『お前は冗談を言っているのか!?』
直前で発表者急病なら飛ばせばいいだろうと思ったが、ちょうどいいところにテーマに合った事をやっている人がいるので場を繋いでもらおうという思惑の下で声をかけられてしまった。
『私だってこんな事は言いたくないんだがね、仕方がないものは仕方がないだろう』
顔なじみというか、普通に隣接分野というか、そもそも俺が以前に作った解析ソフトのコアの開発者であるので俺が頭を上げられないような立場の、とはいえなんか普通にフレンドリーなおじさんが俺に声をかけてきて嫌なことを告げた。
『……外部に情報思いっきり流してリアルタイムでスライドを作らせてサングラス経由で原稿読み上げとかならできますがね、それをやらせるなら俺よりもこちらのミス・四辻のほうが適任で』
『私は遠慮しておきます。彼にどうぞ』
『だ、そうだ。レディのお願いを断るのかね?』
『いまどきそういうこと言うんですか?男性性からの解放は世界のどこに?』
そんな馬鹿な事を言いながらも、俺は準備を始める。
『すみませんね、母語を使わせてもらいますよ』
そう言って俺は持ち込んでいた端末をBIFRONSに繋ぎ、サングラスをかける。回線は相当速いので助かるな。

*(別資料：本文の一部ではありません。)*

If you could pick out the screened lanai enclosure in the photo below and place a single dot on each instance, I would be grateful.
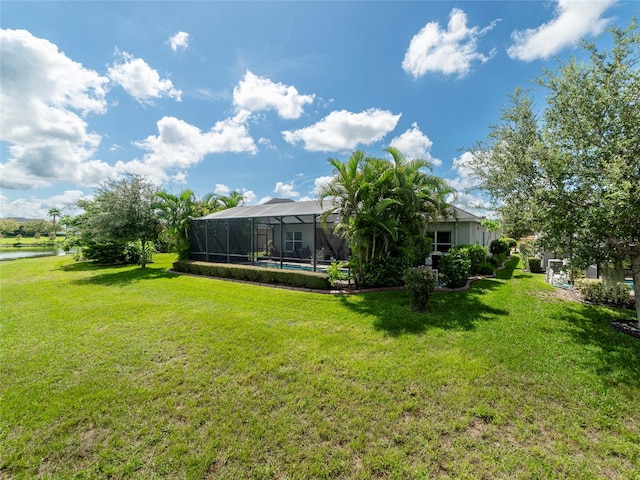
(280, 233)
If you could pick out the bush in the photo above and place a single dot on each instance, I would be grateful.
(454, 269)
(511, 242)
(535, 264)
(384, 272)
(420, 282)
(486, 269)
(592, 290)
(476, 254)
(274, 276)
(336, 273)
(499, 246)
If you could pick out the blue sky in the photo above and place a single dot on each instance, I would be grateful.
(256, 96)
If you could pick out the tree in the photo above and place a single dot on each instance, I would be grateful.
(8, 226)
(176, 212)
(122, 210)
(383, 208)
(54, 213)
(575, 174)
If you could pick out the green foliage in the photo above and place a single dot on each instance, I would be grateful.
(121, 372)
(511, 242)
(123, 210)
(454, 269)
(8, 226)
(593, 290)
(383, 272)
(499, 246)
(384, 207)
(477, 254)
(106, 253)
(420, 283)
(535, 264)
(250, 273)
(336, 272)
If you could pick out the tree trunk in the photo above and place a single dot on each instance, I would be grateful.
(635, 269)
(143, 254)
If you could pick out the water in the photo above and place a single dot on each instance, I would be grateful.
(29, 252)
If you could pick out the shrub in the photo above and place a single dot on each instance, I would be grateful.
(486, 269)
(383, 272)
(454, 269)
(250, 273)
(476, 254)
(336, 273)
(592, 290)
(420, 282)
(535, 264)
(511, 242)
(499, 246)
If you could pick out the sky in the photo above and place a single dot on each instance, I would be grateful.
(257, 96)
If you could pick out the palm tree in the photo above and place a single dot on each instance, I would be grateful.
(176, 212)
(55, 213)
(384, 206)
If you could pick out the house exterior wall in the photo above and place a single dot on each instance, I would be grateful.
(461, 233)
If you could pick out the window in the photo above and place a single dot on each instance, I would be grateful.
(441, 241)
(293, 241)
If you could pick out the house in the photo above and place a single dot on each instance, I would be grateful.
(283, 231)
(460, 228)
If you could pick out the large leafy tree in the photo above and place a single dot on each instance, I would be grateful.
(383, 206)
(574, 174)
(123, 210)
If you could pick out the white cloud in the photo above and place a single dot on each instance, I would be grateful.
(140, 80)
(473, 203)
(415, 144)
(463, 180)
(180, 145)
(249, 196)
(451, 51)
(343, 130)
(258, 93)
(44, 100)
(286, 190)
(221, 189)
(34, 207)
(179, 41)
(320, 182)
(573, 20)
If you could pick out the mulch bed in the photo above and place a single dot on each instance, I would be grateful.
(630, 327)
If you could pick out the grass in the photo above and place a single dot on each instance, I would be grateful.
(128, 373)
(43, 241)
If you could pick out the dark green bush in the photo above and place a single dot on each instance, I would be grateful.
(499, 246)
(384, 272)
(454, 269)
(511, 242)
(275, 276)
(477, 255)
(486, 269)
(535, 264)
(592, 290)
(420, 282)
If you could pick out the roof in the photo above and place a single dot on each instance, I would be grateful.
(302, 212)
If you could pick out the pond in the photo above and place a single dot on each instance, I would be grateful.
(12, 253)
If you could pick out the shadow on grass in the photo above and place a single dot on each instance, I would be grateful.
(123, 274)
(618, 358)
(451, 311)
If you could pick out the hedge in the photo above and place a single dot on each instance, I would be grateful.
(274, 276)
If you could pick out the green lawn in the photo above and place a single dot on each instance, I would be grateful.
(127, 373)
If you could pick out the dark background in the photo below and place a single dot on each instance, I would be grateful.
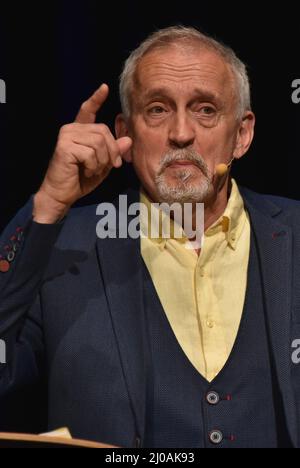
(54, 55)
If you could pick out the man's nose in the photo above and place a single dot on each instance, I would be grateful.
(182, 131)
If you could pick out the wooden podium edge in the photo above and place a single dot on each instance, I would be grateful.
(52, 440)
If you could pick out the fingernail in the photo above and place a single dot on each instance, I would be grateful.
(118, 162)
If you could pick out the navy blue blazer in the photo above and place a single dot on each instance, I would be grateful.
(72, 318)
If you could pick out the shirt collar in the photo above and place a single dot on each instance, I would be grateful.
(231, 223)
(233, 219)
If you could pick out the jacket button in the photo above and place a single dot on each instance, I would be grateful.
(213, 398)
(4, 266)
(216, 437)
(10, 256)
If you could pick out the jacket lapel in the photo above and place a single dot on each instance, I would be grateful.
(121, 267)
(274, 244)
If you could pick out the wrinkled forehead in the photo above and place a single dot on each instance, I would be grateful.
(184, 67)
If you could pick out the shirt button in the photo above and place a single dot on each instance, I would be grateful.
(210, 323)
(213, 398)
(216, 437)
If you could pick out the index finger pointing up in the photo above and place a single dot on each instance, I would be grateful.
(89, 109)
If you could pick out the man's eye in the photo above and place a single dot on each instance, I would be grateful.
(156, 110)
(207, 110)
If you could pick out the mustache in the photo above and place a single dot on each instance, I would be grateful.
(184, 155)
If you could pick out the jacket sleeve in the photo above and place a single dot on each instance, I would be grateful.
(25, 249)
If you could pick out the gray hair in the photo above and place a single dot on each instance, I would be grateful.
(182, 34)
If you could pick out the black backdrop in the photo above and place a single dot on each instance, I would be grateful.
(54, 55)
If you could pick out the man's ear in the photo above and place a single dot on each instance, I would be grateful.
(245, 135)
(121, 130)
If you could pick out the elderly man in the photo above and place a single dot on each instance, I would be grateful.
(145, 342)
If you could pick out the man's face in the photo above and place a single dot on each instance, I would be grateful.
(183, 122)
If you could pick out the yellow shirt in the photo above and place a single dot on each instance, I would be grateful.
(203, 296)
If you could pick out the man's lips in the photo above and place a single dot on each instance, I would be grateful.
(182, 163)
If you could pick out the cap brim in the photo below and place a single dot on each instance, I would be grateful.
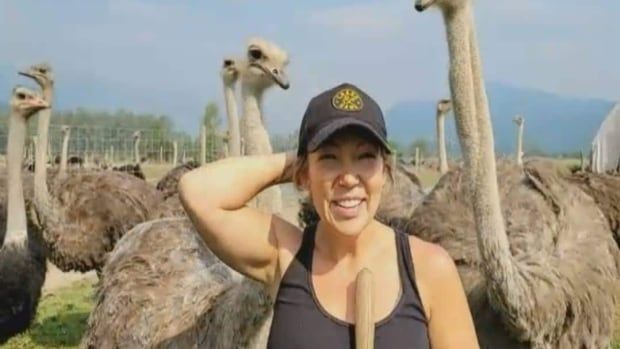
(329, 129)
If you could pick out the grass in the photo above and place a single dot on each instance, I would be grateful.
(61, 319)
(62, 316)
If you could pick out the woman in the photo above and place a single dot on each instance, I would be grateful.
(343, 161)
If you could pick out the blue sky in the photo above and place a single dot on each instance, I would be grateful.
(164, 56)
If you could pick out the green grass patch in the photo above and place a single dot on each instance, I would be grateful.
(61, 319)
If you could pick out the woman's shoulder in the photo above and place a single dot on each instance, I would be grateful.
(435, 272)
(431, 260)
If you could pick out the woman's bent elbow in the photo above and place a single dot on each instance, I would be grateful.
(187, 188)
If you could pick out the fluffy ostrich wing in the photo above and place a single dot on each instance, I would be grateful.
(163, 288)
(557, 235)
(168, 184)
(95, 210)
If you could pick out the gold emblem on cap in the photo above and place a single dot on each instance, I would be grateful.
(347, 99)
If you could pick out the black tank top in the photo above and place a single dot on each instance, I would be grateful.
(300, 322)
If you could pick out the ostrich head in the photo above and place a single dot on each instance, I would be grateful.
(25, 102)
(422, 5)
(518, 120)
(444, 106)
(230, 71)
(266, 64)
(41, 73)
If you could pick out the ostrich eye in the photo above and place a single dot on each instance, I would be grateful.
(256, 53)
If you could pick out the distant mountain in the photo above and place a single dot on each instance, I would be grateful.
(553, 123)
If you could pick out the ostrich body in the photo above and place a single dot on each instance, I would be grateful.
(605, 191)
(163, 288)
(22, 255)
(168, 184)
(142, 301)
(230, 74)
(83, 215)
(519, 121)
(443, 107)
(136, 146)
(546, 278)
(66, 133)
(265, 66)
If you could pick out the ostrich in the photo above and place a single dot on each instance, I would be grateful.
(230, 74)
(163, 288)
(168, 184)
(66, 133)
(83, 215)
(22, 256)
(519, 121)
(546, 278)
(443, 107)
(265, 66)
(225, 310)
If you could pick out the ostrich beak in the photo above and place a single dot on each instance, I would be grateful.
(421, 5)
(278, 75)
(40, 103)
(26, 74)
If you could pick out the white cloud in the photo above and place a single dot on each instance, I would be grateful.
(365, 21)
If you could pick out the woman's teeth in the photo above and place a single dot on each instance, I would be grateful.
(351, 203)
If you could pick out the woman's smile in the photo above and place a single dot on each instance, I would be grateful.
(347, 208)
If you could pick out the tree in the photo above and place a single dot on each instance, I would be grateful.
(211, 119)
(420, 143)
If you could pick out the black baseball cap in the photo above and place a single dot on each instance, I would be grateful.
(339, 107)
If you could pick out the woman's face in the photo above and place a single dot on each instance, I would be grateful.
(345, 179)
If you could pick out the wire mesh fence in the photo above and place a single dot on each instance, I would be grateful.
(99, 145)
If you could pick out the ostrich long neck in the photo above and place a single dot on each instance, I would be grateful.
(462, 89)
(506, 285)
(252, 117)
(16, 228)
(136, 150)
(441, 142)
(41, 194)
(520, 143)
(63, 155)
(234, 142)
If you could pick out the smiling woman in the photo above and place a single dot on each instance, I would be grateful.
(343, 161)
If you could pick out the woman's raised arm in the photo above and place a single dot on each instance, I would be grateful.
(215, 197)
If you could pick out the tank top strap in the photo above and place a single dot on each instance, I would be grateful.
(405, 262)
(306, 250)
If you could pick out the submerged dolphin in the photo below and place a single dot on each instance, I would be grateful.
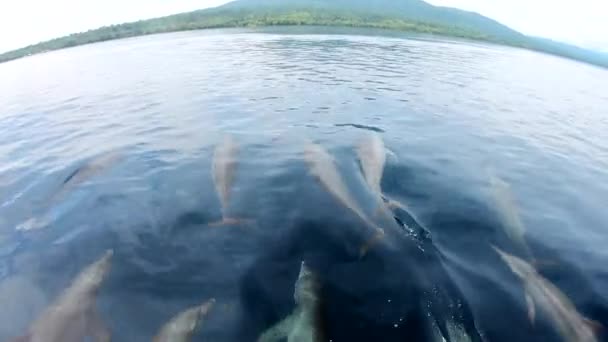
(372, 152)
(223, 167)
(323, 167)
(85, 172)
(372, 156)
(540, 292)
(181, 327)
(304, 324)
(93, 167)
(507, 209)
(72, 317)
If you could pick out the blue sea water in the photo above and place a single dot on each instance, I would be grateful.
(451, 113)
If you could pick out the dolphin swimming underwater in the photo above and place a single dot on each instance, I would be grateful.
(303, 325)
(223, 168)
(323, 167)
(372, 157)
(540, 292)
(72, 317)
(507, 209)
(371, 153)
(83, 173)
(181, 327)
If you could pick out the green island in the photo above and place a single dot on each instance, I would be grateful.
(414, 16)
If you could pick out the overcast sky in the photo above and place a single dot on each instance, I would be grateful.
(24, 22)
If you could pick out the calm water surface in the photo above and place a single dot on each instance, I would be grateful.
(451, 114)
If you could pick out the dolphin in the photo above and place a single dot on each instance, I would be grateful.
(90, 169)
(372, 153)
(304, 324)
(507, 209)
(181, 327)
(72, 317)
(223, 167)
(372, 156)
(540, 292)
(85, 172)
(323, 167)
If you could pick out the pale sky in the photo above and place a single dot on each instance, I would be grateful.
(24, 22)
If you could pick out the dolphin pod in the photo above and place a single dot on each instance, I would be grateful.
(546, 296)
(83, 173)
(507, 209)
(303, 325)
(323, 167)
(223, 168)
(181, 327)
(72, 317)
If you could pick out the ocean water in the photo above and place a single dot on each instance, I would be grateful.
(454, 115)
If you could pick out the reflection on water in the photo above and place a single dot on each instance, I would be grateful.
(295, 183)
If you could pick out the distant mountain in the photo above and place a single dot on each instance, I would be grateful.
(405, 15)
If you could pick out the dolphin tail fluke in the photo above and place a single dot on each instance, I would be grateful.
(98, 330)
(371, 242)
(595, 326)
(232, 221)
(531, 308)
(279, 331)
(182, 326)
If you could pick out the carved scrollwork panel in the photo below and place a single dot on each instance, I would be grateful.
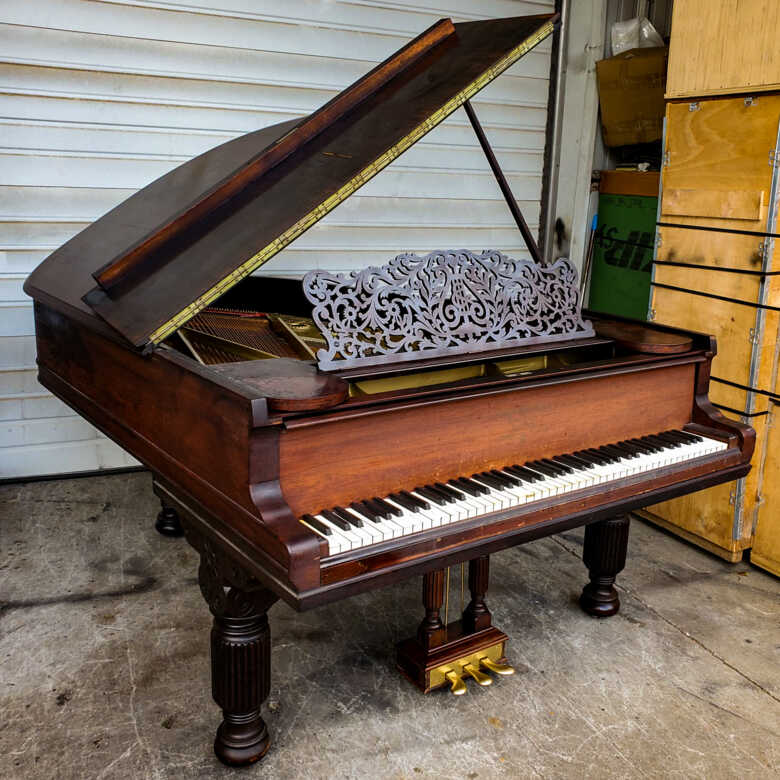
(445, 302)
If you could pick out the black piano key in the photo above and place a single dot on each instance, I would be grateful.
(406, 503)
(616, 453)
(470, 483)
(574, 461)
(562, 467)
(348, 516)
(627, 451)
(393, 510)
(670, 437)
(541, 468)
(447, 490)
(490, 480)
(659, 445)
(414, 499)
(366, 511)
(521, 471)
(649, 446)
(314, 523)
(332, 517)
(691, 437)
(679, 436)
(637, 447)
(471, 489)
(508, 479)
(431, 495)
(379, 510)
(597, 458)
(662, 442)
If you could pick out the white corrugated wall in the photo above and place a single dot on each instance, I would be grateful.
(100, 97)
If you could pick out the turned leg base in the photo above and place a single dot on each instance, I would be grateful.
(600, 598)
(168, 522)
(604, 553)
(241, 740)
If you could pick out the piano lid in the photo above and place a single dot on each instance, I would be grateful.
(160, 257)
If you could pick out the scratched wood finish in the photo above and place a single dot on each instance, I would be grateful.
(206, 254)
(377, 454)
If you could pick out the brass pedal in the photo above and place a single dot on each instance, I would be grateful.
(494, 666)
(457, 686)
(480, 677)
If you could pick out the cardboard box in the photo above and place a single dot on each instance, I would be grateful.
(631, 96)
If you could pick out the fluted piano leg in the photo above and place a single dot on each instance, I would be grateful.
(432, 632)
(476, 616)
(240, 659)
(604, 553)
(168, 521)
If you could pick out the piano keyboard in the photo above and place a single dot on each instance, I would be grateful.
(374, 520)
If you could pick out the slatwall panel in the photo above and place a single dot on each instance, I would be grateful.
(99, 97)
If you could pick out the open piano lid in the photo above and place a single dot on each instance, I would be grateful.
(165, 253)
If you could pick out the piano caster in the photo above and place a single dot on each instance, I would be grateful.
(168, 522)
(604, 553)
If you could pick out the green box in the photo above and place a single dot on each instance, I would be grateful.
(623, 255)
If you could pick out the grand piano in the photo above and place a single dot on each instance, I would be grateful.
(317, 439)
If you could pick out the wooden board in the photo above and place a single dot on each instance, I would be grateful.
(731, 48)
(718, 175)
(766, 546)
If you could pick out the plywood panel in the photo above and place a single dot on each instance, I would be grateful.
(718, 175)
(766, 546)
(723, 46)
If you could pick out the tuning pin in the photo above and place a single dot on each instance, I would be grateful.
(480, 677)
(457, 686)
(496, 667)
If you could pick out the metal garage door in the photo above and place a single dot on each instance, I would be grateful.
(98, 98)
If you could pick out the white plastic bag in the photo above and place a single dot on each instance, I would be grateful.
(637, 33)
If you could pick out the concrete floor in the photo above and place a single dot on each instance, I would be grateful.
(104, 662)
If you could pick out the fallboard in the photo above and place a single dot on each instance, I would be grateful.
(340, 459)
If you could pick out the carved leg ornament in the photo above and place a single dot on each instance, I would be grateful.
(240, 657)
(604, 553)
(168, 522)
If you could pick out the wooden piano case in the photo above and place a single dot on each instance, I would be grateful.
(245, 452)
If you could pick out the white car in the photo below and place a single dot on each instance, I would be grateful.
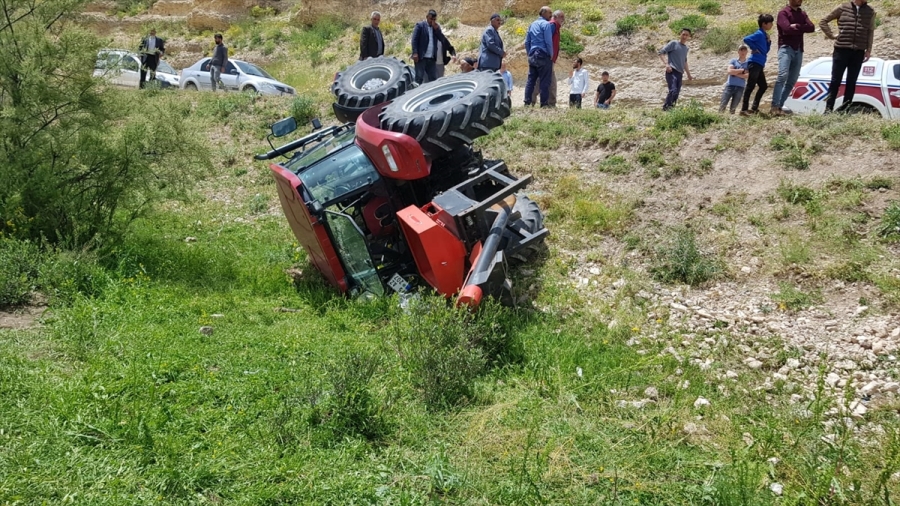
(123, 68)
(239, 76)
(877, 88)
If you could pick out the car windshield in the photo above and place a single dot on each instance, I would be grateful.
(253, 70)
(165, 68)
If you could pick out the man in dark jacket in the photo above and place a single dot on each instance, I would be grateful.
(792, 23)
(371, 43)
(424, 47)
(852, 46)
(151, 50)
(492, 52)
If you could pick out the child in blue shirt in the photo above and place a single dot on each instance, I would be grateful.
(759, 44)
(737, 80)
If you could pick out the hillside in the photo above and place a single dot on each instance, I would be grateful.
(716, 319)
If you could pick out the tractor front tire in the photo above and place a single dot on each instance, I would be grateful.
(371, 82)
(531, 219)
(449, 112)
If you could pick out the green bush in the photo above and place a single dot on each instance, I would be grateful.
(303, 109)
(19, 265)
(691, 114)
(695, 22)
(710, 7)
(680, 260)
(569, 44)
(890, 222)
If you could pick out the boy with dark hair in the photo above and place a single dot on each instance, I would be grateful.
(606, 92)
(674, 56)
(759, 44)
(737, 80)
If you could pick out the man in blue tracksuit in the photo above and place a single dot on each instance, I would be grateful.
(759, 44)
(539, 47)
(424, 47)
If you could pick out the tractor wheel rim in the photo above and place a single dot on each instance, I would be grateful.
(439, 96)
(371, 78)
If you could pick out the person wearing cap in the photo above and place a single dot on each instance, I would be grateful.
(492, 52)
(371, 43)
(424, 47)
(539, 48)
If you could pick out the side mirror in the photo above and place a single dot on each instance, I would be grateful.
(284, 127)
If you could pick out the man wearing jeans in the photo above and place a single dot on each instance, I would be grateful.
(852, 46)
(218, 62)
(539, 47)
(792, 23)
(674, 56)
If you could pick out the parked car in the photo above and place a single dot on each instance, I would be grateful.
(239, 76)
(877, 89)
(123, 68)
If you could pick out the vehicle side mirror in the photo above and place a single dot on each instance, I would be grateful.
(284, 127)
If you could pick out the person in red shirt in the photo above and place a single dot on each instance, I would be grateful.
(792, 23)
(557, 20)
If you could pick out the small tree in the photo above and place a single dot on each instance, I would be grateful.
(77, 162)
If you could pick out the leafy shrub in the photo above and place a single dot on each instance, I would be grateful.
(710, 7)
(891, 134)
(680, 260)
(890, 222)
(592, 14)
(19, 264)
(569, 44)
(346, 406)
(791, 298)
(695, 22)
(303, 109)
(691, 114)
(629, 24)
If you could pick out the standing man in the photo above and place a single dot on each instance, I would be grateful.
(578, 83)
(674, 57)
(852, 46)
(557, 20)
(492, 52)
(539, 48)
(371, 43)
(152, 48)
(792, 23)
(217, 63)
(424, 47)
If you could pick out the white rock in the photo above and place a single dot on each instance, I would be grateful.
(752, 363)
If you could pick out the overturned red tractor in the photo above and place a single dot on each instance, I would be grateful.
(396, 197)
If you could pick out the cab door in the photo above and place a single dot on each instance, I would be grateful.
(892, 88)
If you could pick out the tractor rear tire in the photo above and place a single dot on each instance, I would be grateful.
(531, 219)
(371, 82)
(449, 112)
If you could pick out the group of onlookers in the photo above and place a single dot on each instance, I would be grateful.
(745, 74)
(852, 47)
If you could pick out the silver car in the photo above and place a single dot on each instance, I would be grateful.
(123, 68)
(239, 76)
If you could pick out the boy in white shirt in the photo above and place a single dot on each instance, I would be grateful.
(578, 83)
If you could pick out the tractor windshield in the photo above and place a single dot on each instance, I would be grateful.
(338, 173)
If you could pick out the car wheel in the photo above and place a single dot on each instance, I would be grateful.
(449, 112)
(371, 82)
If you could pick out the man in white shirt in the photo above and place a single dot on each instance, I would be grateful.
(578, 83)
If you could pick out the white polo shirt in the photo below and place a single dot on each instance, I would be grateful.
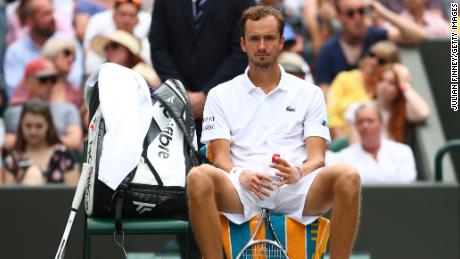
(258, 124)
(395, 163)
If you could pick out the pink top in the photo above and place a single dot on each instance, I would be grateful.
(15, 31)
(434, 25)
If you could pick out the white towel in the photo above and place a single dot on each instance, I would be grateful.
(127, 110)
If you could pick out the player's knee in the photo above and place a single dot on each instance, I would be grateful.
(348, 180)
(198, 180)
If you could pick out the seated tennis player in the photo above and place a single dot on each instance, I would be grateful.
(248, 119)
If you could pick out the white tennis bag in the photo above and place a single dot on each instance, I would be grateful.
(155, 187)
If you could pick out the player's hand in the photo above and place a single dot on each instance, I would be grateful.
(257, 183)
(197, 101)
(289, 174)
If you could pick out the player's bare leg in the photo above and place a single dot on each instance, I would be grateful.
(210, 191)
(337, 187)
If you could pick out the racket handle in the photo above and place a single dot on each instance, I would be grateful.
(65, 236)
(81, 186)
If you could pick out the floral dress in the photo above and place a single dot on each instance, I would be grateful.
(61, 161)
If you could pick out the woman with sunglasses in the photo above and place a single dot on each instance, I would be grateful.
(38, 157)
(40, 78)
(400, 104)
(357, 85)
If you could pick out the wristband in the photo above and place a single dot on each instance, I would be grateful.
(299, 171)
(236, 170)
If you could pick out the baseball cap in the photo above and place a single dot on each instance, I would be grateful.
(289, 34)
(40, 67)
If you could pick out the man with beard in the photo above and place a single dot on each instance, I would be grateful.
(248, 119)
(40, 19)
(343, 51)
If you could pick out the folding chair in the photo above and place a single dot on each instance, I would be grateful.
(104, 226)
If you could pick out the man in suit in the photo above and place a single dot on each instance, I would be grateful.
(197, 42)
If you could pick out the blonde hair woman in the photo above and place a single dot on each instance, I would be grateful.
(357, 85)
(124, 49)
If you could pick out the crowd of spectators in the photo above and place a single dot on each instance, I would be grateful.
(349, 48)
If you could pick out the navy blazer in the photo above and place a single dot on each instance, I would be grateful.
(204, 57)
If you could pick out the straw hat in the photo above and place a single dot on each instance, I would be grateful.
(40, 67)
(123, 38)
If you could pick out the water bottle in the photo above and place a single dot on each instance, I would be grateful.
(271, 201)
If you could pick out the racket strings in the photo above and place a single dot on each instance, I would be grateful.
(263, 251)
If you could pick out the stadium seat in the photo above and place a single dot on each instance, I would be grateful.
(300, 241)
(104, 226)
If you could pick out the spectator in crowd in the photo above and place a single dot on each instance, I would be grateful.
(62, 53)
(320, 18)
(431, 21)
(294, 64)
(357, 85)
(378, 160)
(397, 6)
(124, 49)
(126, 16)
(38, 157)
(84, 10)
(42, 27)
(40, 76)
(197, 42)
(399, 103)
(344, 50)
(17, 21)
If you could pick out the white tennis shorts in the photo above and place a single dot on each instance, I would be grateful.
(289, 200)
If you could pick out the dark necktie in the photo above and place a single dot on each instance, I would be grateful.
(198, 12)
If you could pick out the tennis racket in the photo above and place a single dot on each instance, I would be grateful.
(73, 211)
(263, 248)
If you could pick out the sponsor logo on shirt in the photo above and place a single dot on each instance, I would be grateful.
(208, 123)
(290, 108)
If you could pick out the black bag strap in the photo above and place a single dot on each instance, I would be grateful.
(153, 131)
(173, 97)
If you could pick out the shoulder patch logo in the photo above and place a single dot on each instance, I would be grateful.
(290, 109)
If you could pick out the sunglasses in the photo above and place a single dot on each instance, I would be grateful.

「今すぐ俺のやっていることベースでスライドを。詳しいことは全部そちらから聞いてくれ!」
眼の前に流れる文字を見ながら俺は叫びつつ指輪で高速に選択をしていく。面白いものは右、つまらないものは左。直感はかなり強化されていて、思考をすっ飛ばして結論もどきを用意してくれる。もちろんそれは熟考よりも外れが多いものだが、そもそも俺は馬鹿なので考えたってコイントスよりいい数字を出せるわけではない。
『丸投げしないんだな』
『水城博士をご存知ですか?』
『ああ、それと似た?』
『それのようなものだと思います』
好き勝手四辻さんが言ってくれているが、俺は基本的に判断を主体的にやっている側じゃなくて提供している側だ。向こうがメイン、俺が審査。主体は向う側にある。俺はあくまで現場の感覚と自分の中で言語化されていないものを向こうに察させる役割。
察するというか、世界についての協働モデルの話は人工知能分野では昔から研究されてきたやつだ。今の人工知能は集合的無意識もどきをクラウドで勝手に作って共有しているが、それはあまり人間向きの形式をしていない。かつてとある人工知能サービス提供会社が記憶システムをバイナリで出したら競合他社が一致団結して統一規格を出して結局元凶の企業が折れたみたいな話があった。
『ひとまずできたものを確認してください、さすがにそちらの依頼なので一応チェックをしてほしいのですが』
そう言って見せた画面には十数分程度で作ったにしてはなかなか悪くない出来のスライドがある。あとは練習だけだ。話す時間はおよそ二十分で、内容はサングラス経由で一旦確認した。